81. Namibia, 1997.
El día anterior, cuando montó en el avión, las últimas palabras de su padre le resonaban en la cabeza: «¡Cronista de viajes! Jamás escuché papanatada mayor. Una fracasada, eso es lo que serás siempre».
Llegó a la residencia después del entierro, durante el que estrechó muchas manos de desconocidos acompañándola en un sentimiento que no conseguía encontrar. La directora, tras hacer notar lo mucho que lamentaba, además de la muerte de su padre, el conocerse en estas circunstancias, le alargó una carpeta de anillas con una foto de su infancia pegada en la portada. Recordaba ese día, su padre corriendo tras ella, sosteniéndola por la parte trasera de la bicicleta, mientras ella gritaba «no me sueltes, no me sueltes».
– La favorita de su padre era la de su viaje a Namibia con el National Geographic. Se la leía a cualquiera que se sentase junto a él en la galería.
Dentro, ordenadas por fecha, la última de cinco años atrás, las postales que envió mientras su madre todavía vivía. Junto a ellas, testigos de los te quiero que él nunca dijo y de los gestos que ella no supo interpretar, los recortes de todas sus crónicas en periódicos y revistas.
El orgullo, el condenado orgullo, solapa a veces al otro, al bueno, el que debe mostrarse a los cuatro vientos. Este padre tal vez lo que tenía era miedo a perder a su hija, que se marchaba tan lejos por motivo de trabajo, cosa que no supo expresar con sinceridad, sino con subterfugios que hacían parecer que despreciaba su profesión. Hay personas así, con grandes dificultades para traslucir sus sentimientos, que se guardan para sí, sin que aprovechen a nadie, pudiendo parecer, cuando no lo son, personas frías, y hasta hoscos, incapaces de querer.
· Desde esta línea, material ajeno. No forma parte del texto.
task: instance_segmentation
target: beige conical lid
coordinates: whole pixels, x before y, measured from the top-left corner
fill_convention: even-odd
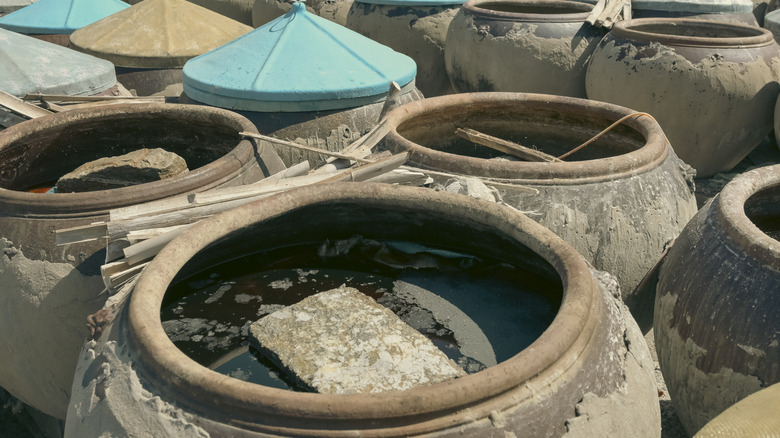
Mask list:
[[[186,0],[144,0],[70,37],[70,46],[117,67],[177,68],[252,28]]]

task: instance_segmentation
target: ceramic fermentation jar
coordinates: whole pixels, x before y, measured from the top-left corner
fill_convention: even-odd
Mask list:
[[[585,67],[603,36],[585,22],[592,9],[567,1],[469,0],[447,32],[453,88],[585,97]]]
[[[765,29],[686,19],[615,25],[591,56],[590,99],[645,111],[698,177],[725,172],[772,131],[780,47]]]

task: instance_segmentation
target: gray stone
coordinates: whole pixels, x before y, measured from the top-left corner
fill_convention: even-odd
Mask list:
[[[90,192],[159,181],[187,171],[184,158],[160,148],[139,149],[82,164],[57,181],[58,192]]]
[[[278,310],[249,331],[256,348],[321,393],[405,390],[465,375],[428,338],[343,285]]]

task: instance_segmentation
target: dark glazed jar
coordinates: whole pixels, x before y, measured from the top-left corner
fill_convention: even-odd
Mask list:
[[[453,88],[585,97],[585,67],[603,35],[585,22],[592,9],[570,1],[469,0],[447,32]]]
[[[652,114],[703,178],[733,168],[772,131],[779,57],[758,27],[629,20],[591,56],[586,87],[590,99]]]
[[[160,317],[166,294],[191,273],[243,254],[354,234],[524,266],[559,285],[547,289],[557,297],[557,312],[530,345],[482,371],[362,394],[245,382],[195,362],[166,334]],[[290,191],[197,224],[152,261],[129,300],[112,299],[116,319],[83,351],[66,436],[657,437],[649,352],[611,295],[615,287],[552,232],[494,203],[386,184]],[[484,305],[496,293],[482,289],[476,299],[484,297]]]
[[[634,288],[696,213],[690,167],[674,155],[658,124],[629,118],[564,162],[547,163],[511,161],[455,135],[457,128],[472,128],[558,156],[631,113],[570,97],[456,94],[390,112],[384,146],[408,150],[409,162],[422,169],[481,178],[504,202],[615,275],[647,331],[655,296]],[[450,176],[434,178],[444,183]]]
[[[780,381],[779,187],[777,165],[735,178],[663,259],[655,346],[674,408],[691,435]]]
[[[173,104],[76,109],[0,132],[0,386],[65,418],[86,318],[105,302],[105,242],[55,245],[56,230],[108,219],[109,210],[243,185],[284,166],[257,132],[230,111]],[[101,157],[160,147],[189,172],[162,181],[83,193],[39,194],[63,174]]]

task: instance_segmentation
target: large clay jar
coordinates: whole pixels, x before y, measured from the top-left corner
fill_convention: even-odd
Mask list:
[[[649,330],[655,297],[635,295],[634,288],[696,213],[692,172],[658,124],[629,118],[565,162],[500,159],[500,152],[455,135],[457,128],[472,128],[557,156],[632,112],[558,96],[458,94],[395,109],[383,144],[409,151],[414,166],[479,177],[495,187],[504,202],[615,275],[640,328]]]
[[[758,26],[751,0],[636,0],[633,18],[695,18]]]
[[[768,30],[683,19],[615,25],[591,56],[588,97],[652,114],[675,152],[708,177],[772,131],[780,47]]]
[[[780,167],[731,181],[664,257],[655,347],[688,433],[780,381]]]
[[[160,311],[173,283],[245,254],[355,234],[530,269],[559,285],[545,292],[557,314],[527,348],[482,371],[360,394],[238,380],[195,362],[166,335]],[[197,224],[155,257],[129,298],[112,300],[107,309],[116,319],[82,353],[66,436],[657,437],[652,364],[636,324],[612,296],[616,287],[552,232],[494,203],[385,184],[291,191]],[[488,305],[498,295],[487,288],[471,298]]]
[[[568,1],[469,0],[447,32],[453,88],[585,97],[585,67],[603,35],[585,23],[592,9]]]
[[[135,0],[137,2],[137,0]],[[254,0],[187,0],[203,6],[218,14],[232,18],[239,23],[252,25],[252,5]]]
[[[366,0],[354,2],[347,27],[417,64],[417,88],[426,97],[452,93],[444,64],[447,29],[462,1]]]
[[[55,246],[56,230],[106,220],[112,208],[214,187],[247,184],[284,169],[273,149],[229,111],[172,104],[74,109],[0,132],[0,386],[65,418],[86,318],[107,298],[102,240]],[[183,157],[189,172],[84,193],[25,191],[79,165],[144,147]]]

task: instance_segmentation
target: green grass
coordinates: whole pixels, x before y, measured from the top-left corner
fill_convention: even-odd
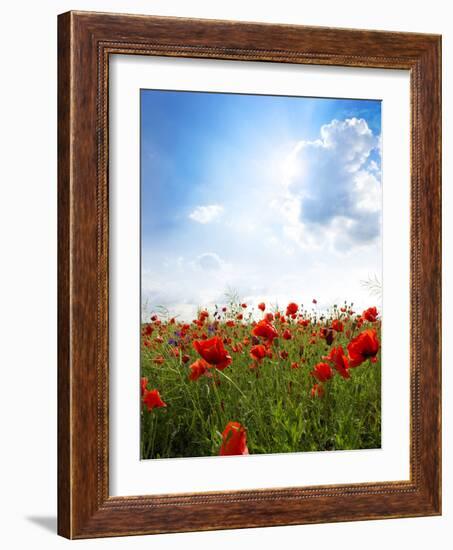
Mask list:
[[[142,335],[142,376],[148,378],[148,389],[157,389],[167,405],[151,411],[142,406],[142,458],[218,455],[222,431],[230,421],[240,422],[247,429],[250,454],[380,447],[380,353],[375,363],[368,360],[349,369],[350,379],[335,373],[322,384],[323,397],[310,394],[316,382],[310,372],[316,363],[323,361],[322,356],[332,346],[342,345],[346,351],[351,338],[365,328],[374,328],[380,340],[380,321],[365,322],[358,327],[356,315],[341,313],[336,308],[328,318],[311,316],[307,327],[297,325],[295,320],[282,327],[277,321],[274,325],[279,335],[289,327],[293,338],[275,340],[273,357],[266,357],[252,370],[251,342],[243,346],[242,352],[232,351],[234,344],[251,338],[252,314],[233,328],[225,325],[239,310],[233,306],[227,313],[217,312],[219,322],[215,332],[212,329],[208,332],[207,327],[213,323],[211,316],[201,328],[191,324],[183,339],[175,336],[181,324],[168,320],[153,323],[151,336]],[[308,317],[306,312],[304,317]],[[345,327],[344,332],[335,333],[329,346],[319,331],[329,327],[334,318],[340,318]],[[192,342],[202,333],[231,338],[231,345],[227,343],[225,347],[233,361],[224,371],[209,369],[210,377],[191,381],[189,365],[200,357]],[[156,341],[158,336],[163,342]],[[147,346],[143,345],[145,341]],[[279,357],[282,350],[288,352],[287,359]],[[186,363],[182,361],[184,354],[190,356]],[[156,364],[154,359],[160,355],[164,362]],[[293,362],[300,367],[291,368]]]

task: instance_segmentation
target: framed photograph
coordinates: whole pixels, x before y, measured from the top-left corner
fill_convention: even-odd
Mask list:
[[[58,24],[59,533],[440,514],[440,37]]]

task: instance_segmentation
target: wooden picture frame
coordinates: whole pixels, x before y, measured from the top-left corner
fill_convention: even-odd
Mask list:
[[[58,532],[89,538],[441,513],[441,38],[69,12],[58,20]],[[109,496],[109,56],[404,69],[411,95],[410,480]]]

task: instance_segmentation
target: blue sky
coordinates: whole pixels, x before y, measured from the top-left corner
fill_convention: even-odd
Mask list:
[[[381,278],[379,101],[141,91],[142,297],[191,318]]]

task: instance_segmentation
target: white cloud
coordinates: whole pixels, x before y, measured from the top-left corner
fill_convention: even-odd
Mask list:
[[[208,204],[206,206],[197,206],[189,214],[189,218],[198,223],[211,223],[217,219],[223,212],[223,206],[220,204]]]
[[[376,161],[380,136],[364,119],[332,120],[321,139],[299,142],[291,153],[297,168],[274,201],[284,233],[304,248],[345,251],[380,235],[381,184]]]

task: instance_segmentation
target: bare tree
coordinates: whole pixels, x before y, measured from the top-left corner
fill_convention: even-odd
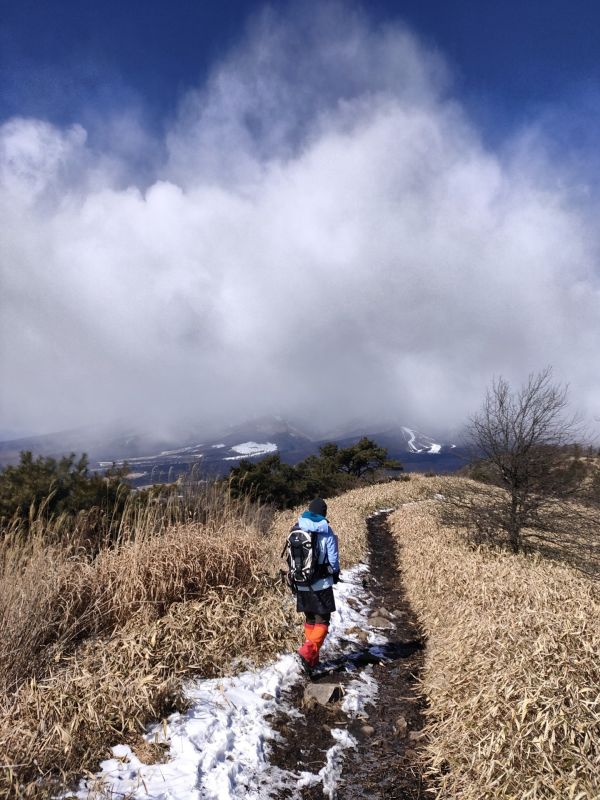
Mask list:
[[[550,367],[529,376],[518,390],[500,377],[488,389],[467,427],[467,441],[479,459],[478,483],[448,499],[460,521],[480,539],[504,538],[513,552],[525,529],[542,535],[556,524],[550,513],[573,497],[580,476],[569,470],[565,448],[580,432],[567,414],[568,389],[552,381]]]

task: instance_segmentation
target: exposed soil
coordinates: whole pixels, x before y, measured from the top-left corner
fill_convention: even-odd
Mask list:
[[[345,664],[359,669],[373,664],[379,686],[376,705],[367,707],[368,719],[349,719],[339,702],[303,706],[305,687],[296,686],[291,699],[301,714],[291,723],[289,718],[280,722],[278,730],[284,741],[275,746],[271,756],[271,763],[282,769],[318,773],[334,744],[331,729],[347,728],[358,746],[345,751],[337,800],[418,800],[426,796],[419,745],[424,705],[416,683],[423,664],[423,641],[405,598],[397,544],[386,516],[378,514],[367,520],[370,574],[365,588],[372,595],[372,608],[384,607],[394,615],[393,627],[385,631],[389,644],[365,645],[362,650],[354,645],[331,662],[331,671],[313,677],[313,681],[343,686],[356,677],[355,671],[344,669]],[[298,796],[284,791],[280,797],[293,795]],[[320,784],[300,791],[303,800],[322,800],[323,796]]]

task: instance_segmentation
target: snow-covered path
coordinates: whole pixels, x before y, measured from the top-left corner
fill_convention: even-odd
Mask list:
[[[362,586],[367,571],[365,564],[359,564],[341,575],[336,587],[338,610],[322,650],[324,659],[339,652],[342,635],[346,642],[358,644],[349,629],[368,628],[369,595]],[[371,632],[369,641],[382,643],[385,637]],[[277,737],[270,721],[276,715],[298,714],[285,696],[302,680],[296,658],[288,654],[262,669],[190,683],[189,711],[172,714],[166,725],[146,733],[148,741],[168,744],[167,763],[143,764],[127,745],[117,744],[113,757],[101,763],[94,780],[81,782],[76,796],[80,800],[266,800],[280,788],[289,789],[290,783],[297,788],[322,783],[326,795],[333,797],[343,751],[354,746],[347,731],[332,731],[334,744],[326,765],[315,775],[298,777],[269,765],[269,743]],[[348,713],[373,699],[373,683],[368,675],[352,682],[345,700]]]

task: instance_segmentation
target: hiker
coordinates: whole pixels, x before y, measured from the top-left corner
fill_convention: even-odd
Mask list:
[[[305,642],[298,655],[307,669],[313,669],[319,663],[319,650],[327,636],[331,612],[335,611],[333,584],[340,577],[338,538],[329,526],[326,514],[327,504],[317,497],[297,522],[303,531],[317,533],[315,579],[310,586],[298,586],[296,595],[296,611],[306,617]]]

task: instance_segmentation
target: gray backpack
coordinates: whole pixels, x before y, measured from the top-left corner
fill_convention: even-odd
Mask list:
[[[329,574],[326,564],[319,564],[319,548],[316,531],[303,531],[296,523],[290,530],[283,547],[288,571],[287,584],[294,592],[298,587],[310,588],[317,578]]]

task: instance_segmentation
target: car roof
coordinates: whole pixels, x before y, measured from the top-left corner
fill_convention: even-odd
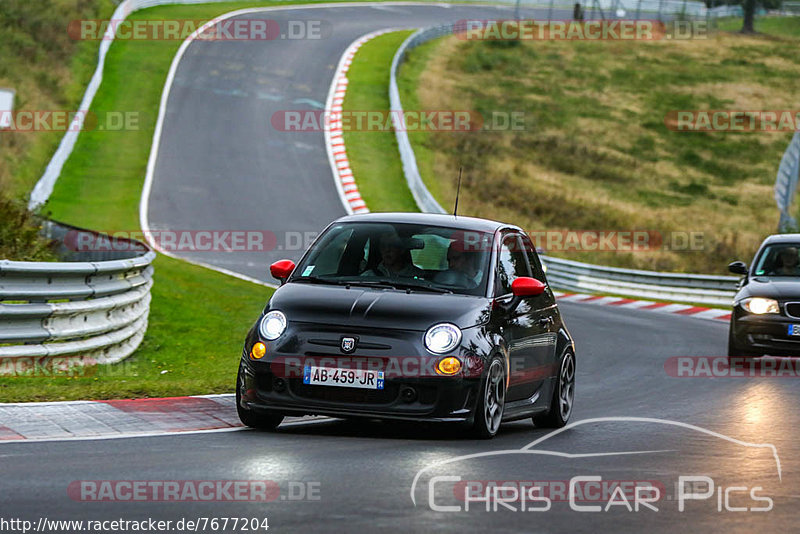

Un relato que anima a pensar, una colección de «te quiero» que nunca se dijeron y unas crónicas en papel que enseñan que nunca debe dejar de decirse nada, porque es posible que no haya una segunda oportunidad. Hay un refrán que comienza diciendo que «nunca es tarde…», pero no puede ser cierto cuando el tiempo siempre está en continua escapada.
Un abrazo, Marian, suerte y recuerdos a David
Muchas gracias por tus palabras, Ángel. Un análisis muy acertado de la historia.
Espero que tú y los tuyos también os encontréis bien. Un abrazo!
Una bonita historia, Marian, muy bien contada y con un final que la llena de sentido. Mucha suerte.
Gracias, Alberto. 🙂
Un relato muy entrañable Marian.
Enhorabuena
Gracias!
A veces algunos padres nos ponemos una máscara de piedra para ocultar nuestra ternura. Pensamos que eso motivara a nuestros hijos, que les hara más fuerte. Es una estrategia que yo, desde luego, no comparto. A veces llega sola sin querer y es pasajera, pero otras nos posee, incluso contra nuestra voluntad, y agranda poco a poco nuestro orgullo. Aunque al final, como en tu cuento, casi siempre sale a flote, aunque sea tarde. Un precioso cuento Marian. Muchísima suerte!! Bsss!!!
Muchas gracias, Juancho. Se agradecen estas palabras, sobre todo viniendo de un grande los micros como tú :-).
Muy bonito, Marian. No fue capaz de decírselo en persona pero al final, a través de una carpeta de anillas, el mensaje llegó. Un abrazo y suerte.
Uf Marian, cuántas relaciones paterno filiales se verían reflejadas en tu relato. Quizá por el orgullo de unos y de otros, no sé, pero a veces no nos damos cuenta de lo fácil que sería decir a la otra persona lo que sentimos, sea bueno o malo. No olvidemos que tras la tormenta siempre llega la calma. Te deseo mucha suerte. Abrazos.